Anche le aziende potranno accedere a dati maggiori e più dettagliati, che potranno impiegare per sviluppare prodotti e servizi personalizzati e più in linea con le esigenze dei clienti attuali o potenziali. Oltre che con i clienti, le imprese possono co-progettare nuove soluzioni in collaborazione con altri attori del mercato. In questo modo, possono razionalizzare e ridurre i costi interni di ricerca e sviluppo, oltre che ridurre i tempi di sviluppo di prodotti e servizi innovativi. L’open finance peraltro è coerente per definizione con un approccio di open innovation, collaborazione e apertura verso attori esterni.

La strada verso l’open finance
La Gran Bretagna prevede di rendere obbligatoria per legge l’open finance nello stesso modo in cui la PSD2 e il CMA 2017 Retail Banking Order hanno reso obbligatoria l’open banking, ricordano in questo articolo Gallo, Nair, Hill, Bailey, Thornhill e Jardine di Deloitte. Gli Account Service Provider (ASP, o detentori di dati) saranno probabilmente costretti a mettere in atto e mantenere sicure le API per condividere o ricevere i dati dai TPP, sempre previa autorizzazione del cliente. In Italia, per ora non c’è alcuna legge. Ma ci sono delle proposte in tal senso, per ora a livello accademico. Ad esempio Filippo Maria Renga, cofondatore degli Osservatori Digital Innovation della School of Management del Politecnico di Milano, in questa recente intervista a Wall Street Italia ha invocato “una PSD2 anche per gli attori non finanziari (si pensi a Linkedin, AirBnB, Facebook e Google), in modo che siano tenuti a mettere a disposizione i loro dati per i servizi finanziari”.

Cosa possono fare le imprese?
Le imprese dovranno scegliere come posizionarsi nella nuova catena del valore dell’open finance, oppure saranno le circostanze a imporgli di farlo. In tal senso, potrebbero adottare uno di questi quattro modelli:

one-stop-shop, in cui fanno leva sull’open finance per accedere ai dati sugli ASP dei clienti e offrire loro prodotti e servizi personalizzati;
approccio as-a-service, in cui possono accedere a nuovi clienti tramite i TPP e stringere partnership per offrire prodotti o servizi tramite piattaforme digitali;
interfaccia, in cui le aziende con piattaforme digitali innovative possono focalizzarsi sull’interfaccia e le relazioni con i clienti;
utility, in cui i ricavi provengono dalla fornitura di soluzioni a livello di infrastrutture e competenze agli ASP e TPP.

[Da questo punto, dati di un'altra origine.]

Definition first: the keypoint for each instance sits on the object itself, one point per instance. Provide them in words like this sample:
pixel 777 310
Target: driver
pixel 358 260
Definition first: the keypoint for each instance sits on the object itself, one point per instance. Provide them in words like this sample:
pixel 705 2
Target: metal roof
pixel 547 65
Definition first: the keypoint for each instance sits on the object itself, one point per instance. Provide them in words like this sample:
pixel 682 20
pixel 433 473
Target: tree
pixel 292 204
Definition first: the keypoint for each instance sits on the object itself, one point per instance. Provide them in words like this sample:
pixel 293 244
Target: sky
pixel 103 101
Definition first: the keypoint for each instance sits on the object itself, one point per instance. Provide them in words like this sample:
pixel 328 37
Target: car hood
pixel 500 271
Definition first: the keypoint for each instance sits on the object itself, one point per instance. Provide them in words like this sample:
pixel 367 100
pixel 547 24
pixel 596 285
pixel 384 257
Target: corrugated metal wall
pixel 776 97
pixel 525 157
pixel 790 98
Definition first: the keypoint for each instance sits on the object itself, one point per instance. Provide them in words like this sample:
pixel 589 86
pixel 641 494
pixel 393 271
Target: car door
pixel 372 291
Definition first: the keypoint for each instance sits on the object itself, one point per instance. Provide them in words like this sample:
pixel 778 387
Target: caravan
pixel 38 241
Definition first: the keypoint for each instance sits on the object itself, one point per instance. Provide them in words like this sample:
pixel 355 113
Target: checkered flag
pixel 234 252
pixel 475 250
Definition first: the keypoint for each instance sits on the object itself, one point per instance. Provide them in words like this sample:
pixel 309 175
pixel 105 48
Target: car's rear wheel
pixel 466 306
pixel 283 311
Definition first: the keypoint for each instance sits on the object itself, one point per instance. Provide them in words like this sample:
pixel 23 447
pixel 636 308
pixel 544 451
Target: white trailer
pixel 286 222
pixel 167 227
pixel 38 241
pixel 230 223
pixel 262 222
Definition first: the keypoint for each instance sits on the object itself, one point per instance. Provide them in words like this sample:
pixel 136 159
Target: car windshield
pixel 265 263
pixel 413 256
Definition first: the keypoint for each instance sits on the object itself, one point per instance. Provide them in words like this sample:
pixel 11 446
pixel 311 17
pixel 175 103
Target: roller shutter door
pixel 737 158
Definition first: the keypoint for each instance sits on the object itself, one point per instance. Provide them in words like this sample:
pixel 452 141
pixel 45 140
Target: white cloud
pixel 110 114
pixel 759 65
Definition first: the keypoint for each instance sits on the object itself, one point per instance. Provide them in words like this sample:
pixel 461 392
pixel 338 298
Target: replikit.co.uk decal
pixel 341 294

A prescindere dal modello che sceglieranno, per affrontare le sfide dell’open finance le aziende dovranno implementare programmi pluriennali di trasformazione strategica, operativa e tecnologica. Ad esempio, dovranno digitalizzare i processi aziendali, aggiornare la tecnologia e l’infrastruttura dei dati, sviluppare o acquistare soluzioni di connettività API e migliorare il quadro di governance, rischio e conformità.
“Strategie ambiziose senza un adeguato budget e risorse a lungo termine sono una trappola comune in cui molte aziende sono cadute quando hanno implementato l’open banking”, avvertono Gallo, Nair, Hill, Bailey, Thornhill e Jardine. Che chiariscono: “L’open finance sarà una maratona, non uno sprint. Una strategia e un’implementazione di successo dell’open finance richiederanno la pianificazione e la preparazione necessarie per tagliare il traguardo con successo”.
Paolo Gianturco, Business Operations & FinTech leader di Deloitte, ha concluso: “Se progettata e implementata in modo efficace, l’open finance sarà un fattore cruciale per aumentare la concorrenza e l’innovazione nei servizi finanziari e migliorare la scelta dei consumatori e la capacità finanziaria. Ma nel raggiungere questi benefici, inevitabilmente sconvolgerà anche le strutture tradizionali del mercato finanziario e i modelli di business e di ricavi consolidati”.